The beginning: Comics are so short when they’re a single volume! This format feels a little silly for such a short comic. But never mind. I like this format and I’m sticking with it unless you beg me to stop. Once upon a time in Pride of Baghdad (Amazon, B&N, Book Depository), there are four lions (three adults and a cub) living in a zoo in Baghdad, and the zoo gets blown up by American bombs. The lions, who have lived in captivity most (or all) of their lives, must learn to fend for themselves in a war-torn Iraq.

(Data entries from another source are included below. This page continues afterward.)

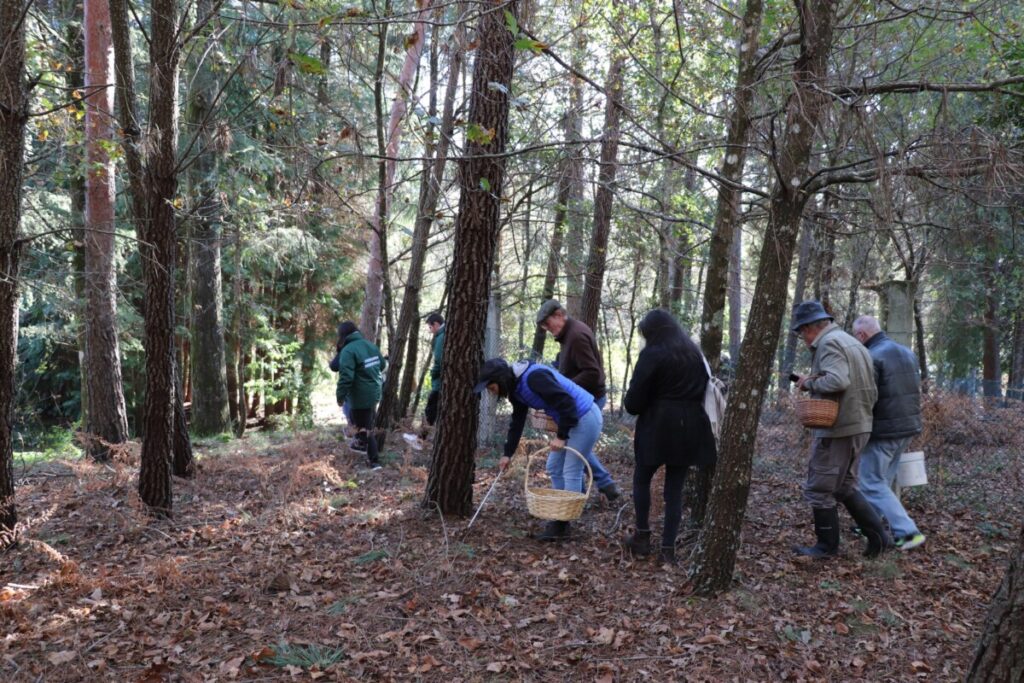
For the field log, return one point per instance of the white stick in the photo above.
(485, 497)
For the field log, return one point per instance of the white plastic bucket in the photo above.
(911, 469)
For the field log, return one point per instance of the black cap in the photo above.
(806, 312)
(493, 371)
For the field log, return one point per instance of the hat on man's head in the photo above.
(547, 308)
(806, 312)
(495, 371)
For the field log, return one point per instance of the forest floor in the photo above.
(288, 559)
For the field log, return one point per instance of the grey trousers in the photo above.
(832, 473)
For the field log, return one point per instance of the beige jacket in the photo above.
(843, 371)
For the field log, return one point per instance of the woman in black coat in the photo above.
(667, 392)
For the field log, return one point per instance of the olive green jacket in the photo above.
(842, 370)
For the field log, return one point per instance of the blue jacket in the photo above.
(897, 412)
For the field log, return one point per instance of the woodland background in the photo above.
(194, 195)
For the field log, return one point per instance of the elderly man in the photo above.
(842, 371)
(580, 360)
(896, 421)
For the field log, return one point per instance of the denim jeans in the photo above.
(565, 470)
(879, 463)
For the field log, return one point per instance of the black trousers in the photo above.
(674, 477)
(364, 419)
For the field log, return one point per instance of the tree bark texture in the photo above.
(210, 413)
(376, 272)
(1000, 651)
(719, 542)
(590, 305)
(159, 252)
(430, 190)
(727, 210)
(13, 116)
(105, 421)
(482, 170)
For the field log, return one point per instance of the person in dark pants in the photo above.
(580, 360)
(435, 323)
(896, 422)
(360, 369)
(667, 392)
(579, 419)
(841, 371)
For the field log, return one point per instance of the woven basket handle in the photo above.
(529, 458)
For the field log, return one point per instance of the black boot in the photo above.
(826, 528)
(554, 530)
(639, 543)
(867, 519)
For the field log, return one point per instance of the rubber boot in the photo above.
(639, 543)
(554, 530)
(826, 528)
(870, 524)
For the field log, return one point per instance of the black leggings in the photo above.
(675, 475)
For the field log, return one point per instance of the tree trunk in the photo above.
(13, 116)
(727, 211)
(159, 252)
(591, 304)
(391, 406)
(210, 413)
(476, 227)
(105, 421)
(716, 552)
(377, 269)
(1000, 650)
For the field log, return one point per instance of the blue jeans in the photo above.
(565, 470)
(879, 463)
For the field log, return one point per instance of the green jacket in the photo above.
(847, 375)
(360, 369)
(435, 370)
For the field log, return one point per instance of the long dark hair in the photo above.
(662, 331)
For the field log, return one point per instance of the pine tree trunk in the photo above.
(1000, 650)
(727, 211)
(105, 420)
(159, 252)
(13, 116)
(210, 414)
(715, 555)
(451, 483)
(377, 276)
(430, 190)
(590, 305)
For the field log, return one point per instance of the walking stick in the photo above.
(485, 497)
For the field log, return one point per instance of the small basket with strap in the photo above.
(553, 503)
(541, 420)
(816, 413)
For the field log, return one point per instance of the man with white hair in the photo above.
(896, 421)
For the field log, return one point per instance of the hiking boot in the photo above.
(554, 530)
(826, 529)
(610, 492)
(639, 543)
(869, 522)
(910, 541)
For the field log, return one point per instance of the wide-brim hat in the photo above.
(808, 311)
(547, 308)
(492, 372)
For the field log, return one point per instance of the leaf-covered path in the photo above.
(287, 559)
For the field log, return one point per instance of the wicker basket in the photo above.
(552, 503)
(540, 420)
(816, 413)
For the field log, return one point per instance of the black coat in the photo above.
(673, 428)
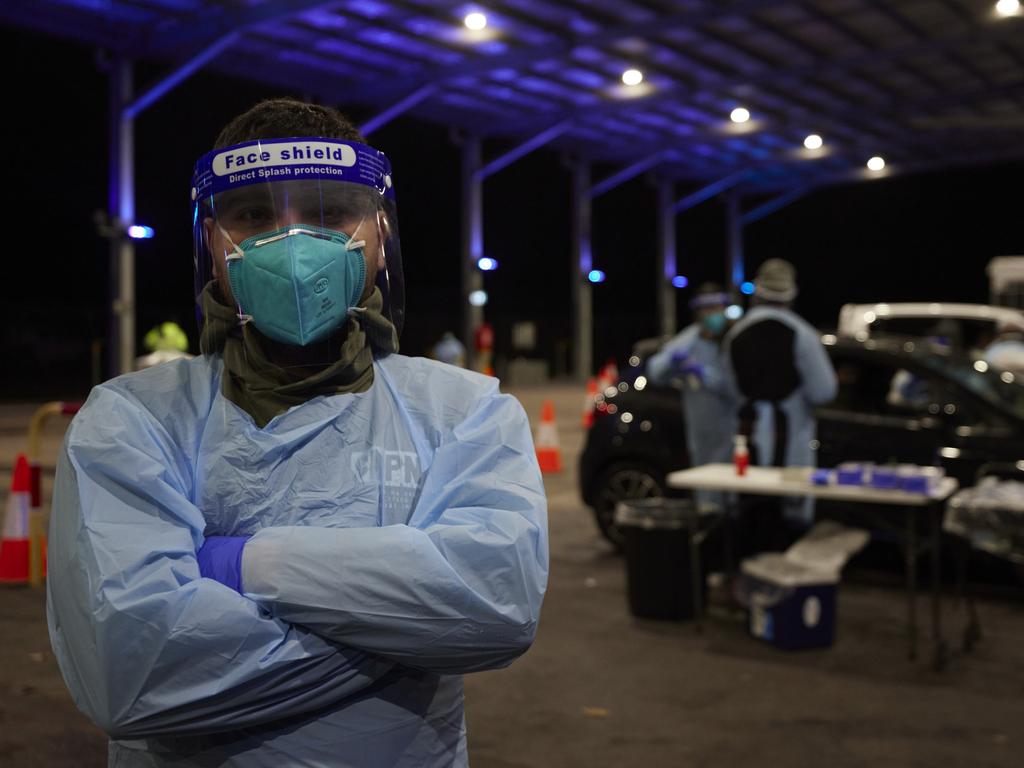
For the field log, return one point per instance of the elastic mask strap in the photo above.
(382, 233)
(352, 244)
(238, 253)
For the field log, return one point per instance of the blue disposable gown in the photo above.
(398, 540)
(709, 408)
(817, 386)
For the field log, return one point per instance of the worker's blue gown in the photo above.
(399, 540)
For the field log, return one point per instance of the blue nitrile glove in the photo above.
(679, 360)
(220, 559)
(693, 369)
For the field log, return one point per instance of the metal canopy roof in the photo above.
(923, 83)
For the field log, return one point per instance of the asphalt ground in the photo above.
(602, 688)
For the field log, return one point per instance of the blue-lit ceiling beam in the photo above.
(385, 117)
(768, 207)
(861, 174)
(182, 73)
(524, 148)
(482, 65)
(209, 25)
(610, 182)
(710, 190)
(792, 77)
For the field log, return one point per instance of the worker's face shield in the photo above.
(295, 233)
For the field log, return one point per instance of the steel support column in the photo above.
(583, 262)
(667, 257)
(733, 242)
(472, 242)
(121, 213)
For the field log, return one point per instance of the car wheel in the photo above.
(620, 482)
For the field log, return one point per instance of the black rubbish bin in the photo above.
(663, 563)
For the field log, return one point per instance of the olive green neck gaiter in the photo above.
(264, 389)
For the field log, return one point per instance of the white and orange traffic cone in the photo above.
(589, 402)
(14, 545)
(549, 456)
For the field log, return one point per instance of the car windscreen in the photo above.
(998, 388)
(960, 333)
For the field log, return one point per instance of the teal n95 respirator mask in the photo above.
(298, 283)
(296, 233)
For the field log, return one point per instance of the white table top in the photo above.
(769, 481)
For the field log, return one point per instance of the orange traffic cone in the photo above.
(548, 454)
(589, 401)
(14, 546)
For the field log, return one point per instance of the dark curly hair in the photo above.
(287, 118)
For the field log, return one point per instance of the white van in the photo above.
(964, 326)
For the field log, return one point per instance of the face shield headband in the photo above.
(324, 174)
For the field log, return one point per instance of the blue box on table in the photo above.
(791, 605)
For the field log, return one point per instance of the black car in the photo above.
(962, 416)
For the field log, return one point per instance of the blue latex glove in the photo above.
(220, 559)
(693, 369)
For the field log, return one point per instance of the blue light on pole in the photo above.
(138, 231)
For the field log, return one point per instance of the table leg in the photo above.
(695, 574)
(911, 582)
(939, 649)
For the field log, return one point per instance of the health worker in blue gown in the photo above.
(776, 364)
(693, 360)
(288, 550)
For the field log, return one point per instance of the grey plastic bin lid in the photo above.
(669, 514)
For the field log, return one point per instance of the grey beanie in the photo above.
(776, 281)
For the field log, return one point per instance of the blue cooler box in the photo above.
(791, 605)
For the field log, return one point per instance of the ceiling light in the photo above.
(633, 77)
(1008, 7)
(475, 22)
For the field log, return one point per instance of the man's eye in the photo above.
(338, 213)
(254, 215)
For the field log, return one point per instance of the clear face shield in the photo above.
(294, 236)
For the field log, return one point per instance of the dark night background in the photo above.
(927, 237)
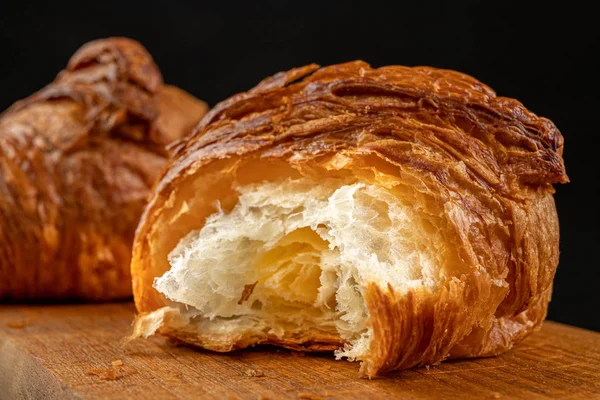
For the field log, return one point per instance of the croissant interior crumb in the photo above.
(297, 255)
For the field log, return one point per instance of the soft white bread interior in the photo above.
(296, 255)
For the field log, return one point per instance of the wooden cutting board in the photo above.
(67, 352)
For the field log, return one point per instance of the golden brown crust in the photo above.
(483, 163)
(77, 160)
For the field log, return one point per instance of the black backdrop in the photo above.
(542, 54)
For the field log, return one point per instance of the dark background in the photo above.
(542, 54)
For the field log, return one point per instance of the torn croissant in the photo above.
(77, 161)
(396, 216)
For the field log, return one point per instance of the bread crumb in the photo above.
(106, 374)
(247, 292)
(255, 373)
(17, 324)
(309, 396)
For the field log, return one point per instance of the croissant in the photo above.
(77, 161)
(396, 216)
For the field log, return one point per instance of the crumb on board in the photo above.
(309, 396)
(17, 324)
(255, 373)
(106, 374)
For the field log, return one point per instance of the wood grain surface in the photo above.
(68, 352)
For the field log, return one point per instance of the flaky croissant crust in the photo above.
(77, 160)
(483, 162)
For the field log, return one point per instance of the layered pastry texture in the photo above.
(77, 161)
(396, 216)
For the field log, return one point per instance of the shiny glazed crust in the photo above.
(77, 161)
(483, 163)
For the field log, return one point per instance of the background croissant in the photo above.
(77, 161)
(400, 216)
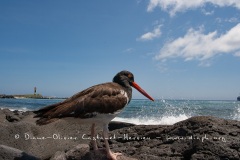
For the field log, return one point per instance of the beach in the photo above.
(199, 137)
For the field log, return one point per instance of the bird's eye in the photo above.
(130, 76)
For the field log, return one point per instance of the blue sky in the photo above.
(175, 49)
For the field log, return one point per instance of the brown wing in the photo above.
(103, 98)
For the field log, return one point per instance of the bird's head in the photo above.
(126, 79)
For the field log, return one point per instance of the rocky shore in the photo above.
(196, 138)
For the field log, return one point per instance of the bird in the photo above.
(98, 104)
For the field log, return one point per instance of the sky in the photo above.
(175, 49)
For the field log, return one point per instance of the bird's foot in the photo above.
(113, 156)
(95, 148)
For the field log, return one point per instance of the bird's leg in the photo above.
(110, 154)
(93, 137)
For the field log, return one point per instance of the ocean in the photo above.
(140, 111)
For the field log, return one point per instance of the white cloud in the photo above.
(173, 6)
(207, 13)
(196, 45)
(129, 50)
(151, 35)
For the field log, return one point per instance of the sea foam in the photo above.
(165, 120)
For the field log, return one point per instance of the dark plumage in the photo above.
(98, 104)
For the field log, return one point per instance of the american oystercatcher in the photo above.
(98, 104)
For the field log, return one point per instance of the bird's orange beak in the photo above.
(137, 87)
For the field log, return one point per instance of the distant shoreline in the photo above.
(29, 96)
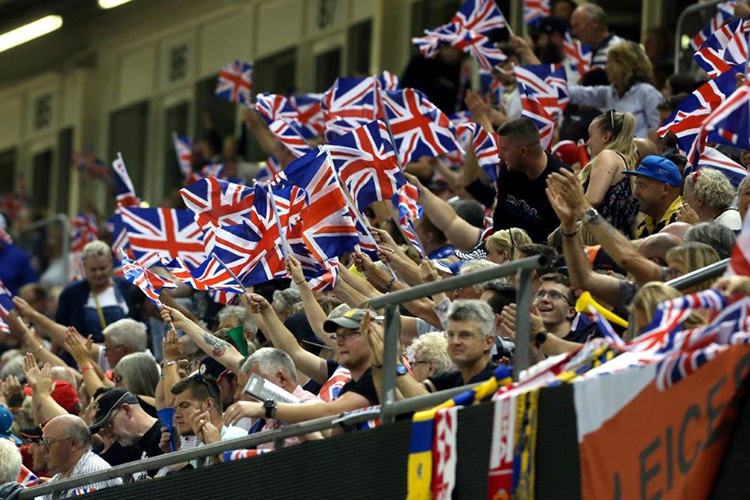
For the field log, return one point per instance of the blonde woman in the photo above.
(689, 257)
(630, 90)
(646, 300)
(613, 151)
(503, 245)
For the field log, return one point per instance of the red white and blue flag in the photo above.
(151, 284)
(154, 233)
(418, 126)
(534, 11)
(211, 275)
(713, 158)
(480, 16)
(686, 121)
(577, 55)
(725, 11)
(123, 185)
(366, 163)
(6, 305)
(217, 203)
(235, 82)
(183, 147)
(724, 49)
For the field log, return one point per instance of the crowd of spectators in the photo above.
(88, 370)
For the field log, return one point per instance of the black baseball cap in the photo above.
(107, 404)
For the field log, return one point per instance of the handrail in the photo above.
(699, 275)
(65, 222)
(294, 430)
(678, 30)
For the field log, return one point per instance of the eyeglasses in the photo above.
(552, 294)
(48, 444)
(345, 336)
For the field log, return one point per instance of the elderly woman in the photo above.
(709, 196)
(98, 300)
(613, 151)
(630, 89)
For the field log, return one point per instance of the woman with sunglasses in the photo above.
(613, 151)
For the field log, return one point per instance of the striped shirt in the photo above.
(89, 463)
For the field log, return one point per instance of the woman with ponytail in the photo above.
(612, 151)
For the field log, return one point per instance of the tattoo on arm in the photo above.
(218, 345)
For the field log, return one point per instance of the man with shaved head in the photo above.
(67, 442)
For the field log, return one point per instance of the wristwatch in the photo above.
(270, 407)
(540, 339)
(589, 215)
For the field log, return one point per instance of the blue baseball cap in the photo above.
(659, 169)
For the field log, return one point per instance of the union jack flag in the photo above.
(418, 127)
(157, 232)
(577, 55)
(366, 163)
(332, 388)
(713, 158)
(310, 112)
(217, 203)
(725, 11)
(480, 16)
(235, 82)
(6, 305)
(724, 49)
(27, 478)
(328, 229)
(151, 284)
(350, 103)
(123, 185)
(83, 230)
(534, 11)
(211, 275)
(687, 119)
(475, 44)
(183, 147)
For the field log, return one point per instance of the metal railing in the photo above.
(347, 420)
(681, 20)
(699, 275)
(521, 268)
(64, 221)
(389, 408)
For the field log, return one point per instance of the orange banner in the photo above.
(670, 444)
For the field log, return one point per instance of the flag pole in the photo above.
(228, 270)
(284, 244)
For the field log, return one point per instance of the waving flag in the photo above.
(183, 147)
(480, 16)
(328, 229)
(366, 163)
(713, 158)
(123, 185)
(150, 284)
(157, 232)
(689, 116)
(534, 11)
(211, 275)
(725, 11)
(724, 49)
(577, 55)
(350, 103)
(235, 82)
(310, 112)
(419, 128)
(216, 203)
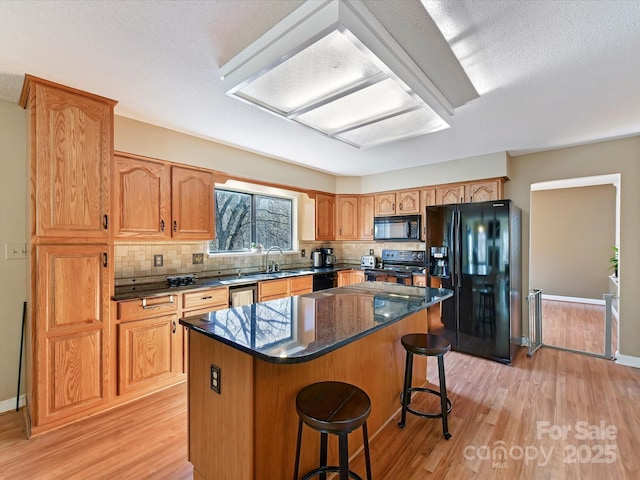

The end (highlight blank spaces for spoilers): They all die. Saw that coming.
The whole: Very shiny but not much substance, I thought. The art, by Niko Henrichon, is gorgeous. The full-page spreads are really stunning. I want to find more comics Niko Henrichon has done so I can have more of this beautiful art. Wikipedia claims that Niko Henrichon did a step-by-step guide to making Pride of Baghdad, but the link they provide doesn’t lead to such a guide. Sadly. I would read that guide twice. Look how pretty.
The story, though, seemed thin. This may be another manifestation of my stated fondness for novels over short stories, TV shows over movies. Given more time to develop its themes, Pride of Baghdad could have been really interesting. As it is, it feels rushed and heavy-handed.
I did like the very end though. Not the bit where the lions all get shot, even the baby, but the full-page spreads that follow, which are both beautiful (Niko Henrichon!) and critical, in an economical way, of the casualties of war.
(Do I feel silly putting obvious stuff in spoiler highlights? I do. But the concept of spoilers is so bewildering to me in a fundamental way that it doesn’t feel that different from usual. SPOILERS ARE BETTER.)